The Last Barbarians: The Discovery of the Source of the Mekong in Tibet, by Michel Peissel (Henry Holt, $28). “There was little or nothing to see,” writes French ethnologist Peissel of the moment he discovered the elusive source of Southeast Asia’s Mekong River in 1994. The drama and spectacle came earlier. Forced to
haggle with Chinese officials over travel permits, to struggle by jeep and horseback through the rugged homeland of fiercely independent Tibetan nomads, and to negotiate a splintered maze of poorly mapped tributaries before he found the crucial rivulet in the T’ang-kula mountains, Peissel learned firsthand the exhausting demands of geographical discovery.
Snow in America, by Bernard Mergen (Smithsonian Institution Press, $25). Historian Mergen has composed an erudite and virtually encyclopedic work on the cold white stuff we hate to shovel and love to glide upon. “My argument is that neither the environmental nor the symbolic importance of snow is fully appreciated,”
Mergen writes, but by the time you finish this book you’ll know as much about the subject as the Eskimos 鈥 who, it turns out, don’t really have innumerable words to describe snow.

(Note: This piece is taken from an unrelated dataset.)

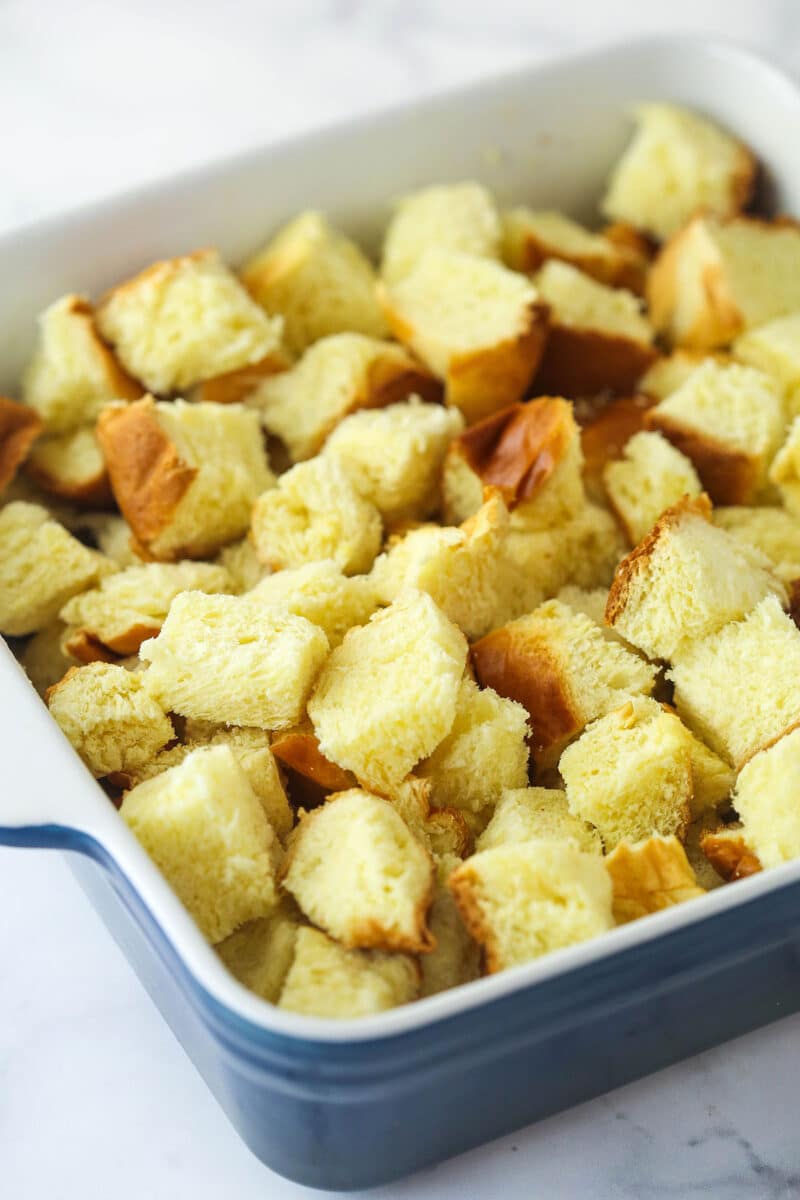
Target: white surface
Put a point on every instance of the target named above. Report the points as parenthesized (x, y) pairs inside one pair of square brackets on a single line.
[(96, 1098)]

Bright Paradise: Victorian Scientific Travellers, by Peter Raby (Princeton University Press, $15). “They were scientific entrepreneurs, trading in beetles and birds and monkeys and dried plants,” Raby writes about the nineteenth-century adventurers 鈥 among them Charles Darwin, Alfred Russel Wallace, and Thomas
Henry Huxley 鈥 who traipsed off to the Andes, the Amazon, and beyond in a quest to acquire scientific knowledge. While the theory of evolution was their “ultimate triumph,” Raby argues convincingly that they also fostered a new openness to foreign cultures and a greater sympathy for the natural world.
Open Lands: Travels Through Russia’s Once Forbidden Places, by Mark Taplin (Steerforth Press, $30). “I first came to Russia at a bad time,” writes former American diplomatic aide Mark Taplin of his 1984 posting to the Cold War-torn Soviet Union. The boondocks beckoned, but vast stretches of territory were off-limits.By
1992, Russia had become, if not more welcoming, at least more accessible, and Taplin took the opportunity to explore and document his impressions of its far-flung peripheries, from the coal mines of Vorkuta to the icy flanks of the Caucasus Mountains.